What began with a desire to help and an offhanded comment about jumping into Lake Michigan has ended with the Lake County Bar Association raising a record $15,000 for the Northwest Indiana Food Bank.
“There are people who are committed to doing good things,” Lake County Bar Association President Alfredo Estrada said. “I simply came up with the idea, and shortly after a lot of individuals jumped in not only here in my law firm but also at the bar association.”
The “Freezin for a Reason: March Against Hunger” campaign was held in March to help provide meals to hungry families and individuals. A past fundraiser for the food bank had reaped $10,000, which prompted Estrada to quip, “Hey, if we could double this, I’ll jump in the lake.”
Thus, the ambitious goal of $20,000 was set, and the incentive offered to donors was the opportunity to make Estrada take a dip in Lake Michigan on April 2. Emails soon began circulating daily at his firm, Burke Costanza & Carberry, charting the temperature of the water in the lake.
Estrada has taken a polar plunge in the past. He acknowledged there were some reinvigorating effects afterward but, he said, going into the water then getting pelted with the wind when emerging from the waves, “It’s brutal, it’s not fun.”
The bar association president ultimately will not be forging through icy waters because the tally fell short of the goal. However, the fun created by a potential polar swim helped draw attention to the serious issue of food insecurity.
As Estrada noted in his bar association letter introducing the fundraiser, the COVID-19 pandemic left a lot of plates empty and increased the demand for assistance. In 2020, the Food Bank of Northwest Indiana provided 9 million meals, nearly double the 5.07 million meals provided in 2019.

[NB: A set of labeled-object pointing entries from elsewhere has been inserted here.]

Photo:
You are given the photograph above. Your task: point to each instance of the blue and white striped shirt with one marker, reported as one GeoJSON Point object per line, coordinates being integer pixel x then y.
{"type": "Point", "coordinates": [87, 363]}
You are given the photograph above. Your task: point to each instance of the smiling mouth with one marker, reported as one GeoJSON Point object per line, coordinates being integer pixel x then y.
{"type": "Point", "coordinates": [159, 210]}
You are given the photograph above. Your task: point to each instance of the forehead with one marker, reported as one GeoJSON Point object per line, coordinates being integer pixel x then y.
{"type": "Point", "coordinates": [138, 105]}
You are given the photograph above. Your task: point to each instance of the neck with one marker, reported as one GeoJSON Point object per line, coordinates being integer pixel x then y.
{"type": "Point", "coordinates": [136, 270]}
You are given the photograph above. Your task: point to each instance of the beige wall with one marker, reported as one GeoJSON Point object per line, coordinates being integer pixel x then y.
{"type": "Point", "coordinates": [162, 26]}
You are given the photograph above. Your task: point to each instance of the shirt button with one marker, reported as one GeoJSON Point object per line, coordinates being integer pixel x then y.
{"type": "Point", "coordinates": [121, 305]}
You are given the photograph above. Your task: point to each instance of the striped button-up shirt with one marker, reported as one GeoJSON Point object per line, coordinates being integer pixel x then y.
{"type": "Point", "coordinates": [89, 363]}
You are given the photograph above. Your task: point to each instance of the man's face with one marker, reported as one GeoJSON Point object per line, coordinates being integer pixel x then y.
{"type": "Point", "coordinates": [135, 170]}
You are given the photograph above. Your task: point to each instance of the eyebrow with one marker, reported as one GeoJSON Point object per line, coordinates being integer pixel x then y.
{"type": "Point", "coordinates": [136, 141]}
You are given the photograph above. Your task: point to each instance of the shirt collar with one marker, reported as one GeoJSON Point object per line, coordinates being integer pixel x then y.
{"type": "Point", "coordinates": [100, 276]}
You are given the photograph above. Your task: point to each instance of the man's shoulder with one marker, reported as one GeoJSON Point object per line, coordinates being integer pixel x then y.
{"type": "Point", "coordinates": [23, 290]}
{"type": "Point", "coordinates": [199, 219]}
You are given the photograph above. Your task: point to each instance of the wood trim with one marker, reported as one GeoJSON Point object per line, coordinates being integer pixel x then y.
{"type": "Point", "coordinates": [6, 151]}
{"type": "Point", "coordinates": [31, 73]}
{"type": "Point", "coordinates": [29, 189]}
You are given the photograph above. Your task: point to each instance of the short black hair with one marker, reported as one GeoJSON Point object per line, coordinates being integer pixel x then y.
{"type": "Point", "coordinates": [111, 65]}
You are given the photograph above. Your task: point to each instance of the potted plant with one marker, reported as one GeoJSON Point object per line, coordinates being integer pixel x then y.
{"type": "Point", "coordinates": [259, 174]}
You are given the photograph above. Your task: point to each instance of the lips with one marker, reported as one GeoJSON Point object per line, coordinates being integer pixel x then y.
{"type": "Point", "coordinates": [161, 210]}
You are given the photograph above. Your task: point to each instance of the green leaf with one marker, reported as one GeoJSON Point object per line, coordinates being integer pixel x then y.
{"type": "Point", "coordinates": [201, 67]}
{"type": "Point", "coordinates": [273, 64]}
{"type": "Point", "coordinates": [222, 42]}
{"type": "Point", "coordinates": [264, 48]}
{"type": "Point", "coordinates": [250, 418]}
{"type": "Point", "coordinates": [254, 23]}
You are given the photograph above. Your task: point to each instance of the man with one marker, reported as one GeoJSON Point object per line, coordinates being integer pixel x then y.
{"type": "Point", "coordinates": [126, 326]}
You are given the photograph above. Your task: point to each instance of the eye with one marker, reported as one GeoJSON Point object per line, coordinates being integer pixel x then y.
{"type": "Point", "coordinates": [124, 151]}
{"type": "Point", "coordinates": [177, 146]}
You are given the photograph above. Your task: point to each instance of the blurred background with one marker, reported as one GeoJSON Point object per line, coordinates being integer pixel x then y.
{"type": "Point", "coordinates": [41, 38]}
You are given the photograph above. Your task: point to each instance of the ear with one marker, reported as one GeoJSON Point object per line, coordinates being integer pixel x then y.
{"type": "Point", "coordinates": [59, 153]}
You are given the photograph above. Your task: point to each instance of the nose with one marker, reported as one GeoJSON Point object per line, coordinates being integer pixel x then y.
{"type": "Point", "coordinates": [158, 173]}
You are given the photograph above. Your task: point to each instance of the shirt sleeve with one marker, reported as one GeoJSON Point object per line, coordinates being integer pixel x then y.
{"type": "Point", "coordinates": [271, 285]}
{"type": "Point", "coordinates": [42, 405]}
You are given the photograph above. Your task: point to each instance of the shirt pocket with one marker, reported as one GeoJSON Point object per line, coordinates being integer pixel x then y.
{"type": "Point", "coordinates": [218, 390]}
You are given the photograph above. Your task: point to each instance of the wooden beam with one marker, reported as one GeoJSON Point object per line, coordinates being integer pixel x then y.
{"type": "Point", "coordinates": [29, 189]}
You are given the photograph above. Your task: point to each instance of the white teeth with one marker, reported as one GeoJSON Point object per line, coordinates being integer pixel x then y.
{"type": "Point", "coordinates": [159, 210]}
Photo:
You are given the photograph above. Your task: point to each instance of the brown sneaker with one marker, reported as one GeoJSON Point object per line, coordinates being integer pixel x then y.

However, the bar association president did not have to see the data to understand the skyrocketing need in the community. Estrada said he continues to be stunned by the photos he saw of people standing outside the Northwest Indiana Food Bank in Merrillville in lines that stretched for blocks.
The shutdown and job loss caused by the coronavirus forced many adults into the humbling position of having to ask for help to feed their children. Estrada said he realized the people he met just going through his everyday routine could be struggling to find enough to eat.
“There’re individuals within our communities who on a day-to-day basis don’t know where their next meal is coming from,” Estrada said. “That’s scary. So I guess that’s one thing that resonated with me when I looked online, looked at the photos of the individuals in the food bank volunteering their time and efforts to feed individuals in a line that was blocks long.”
By mid-March, donations were below $5,000, so Estrada, again, offered some motivation. He told his colleagues at his law firm that if they raised $150 during the office’s St. Patrick’s Day pitch-in lunch, he would take a pie to the face.
The dollars rolled in and Estrada followed through. He slipped a large garbage bag over his suit and tie, dutifully sat in a chair and did not flinch as Martha Gallegos Contreras, the immigration paralegal at his firm, gently hit his face with a whipped cream pie.
“It showed them I am willing to do anything to raise money for this campaign,” Estrada said.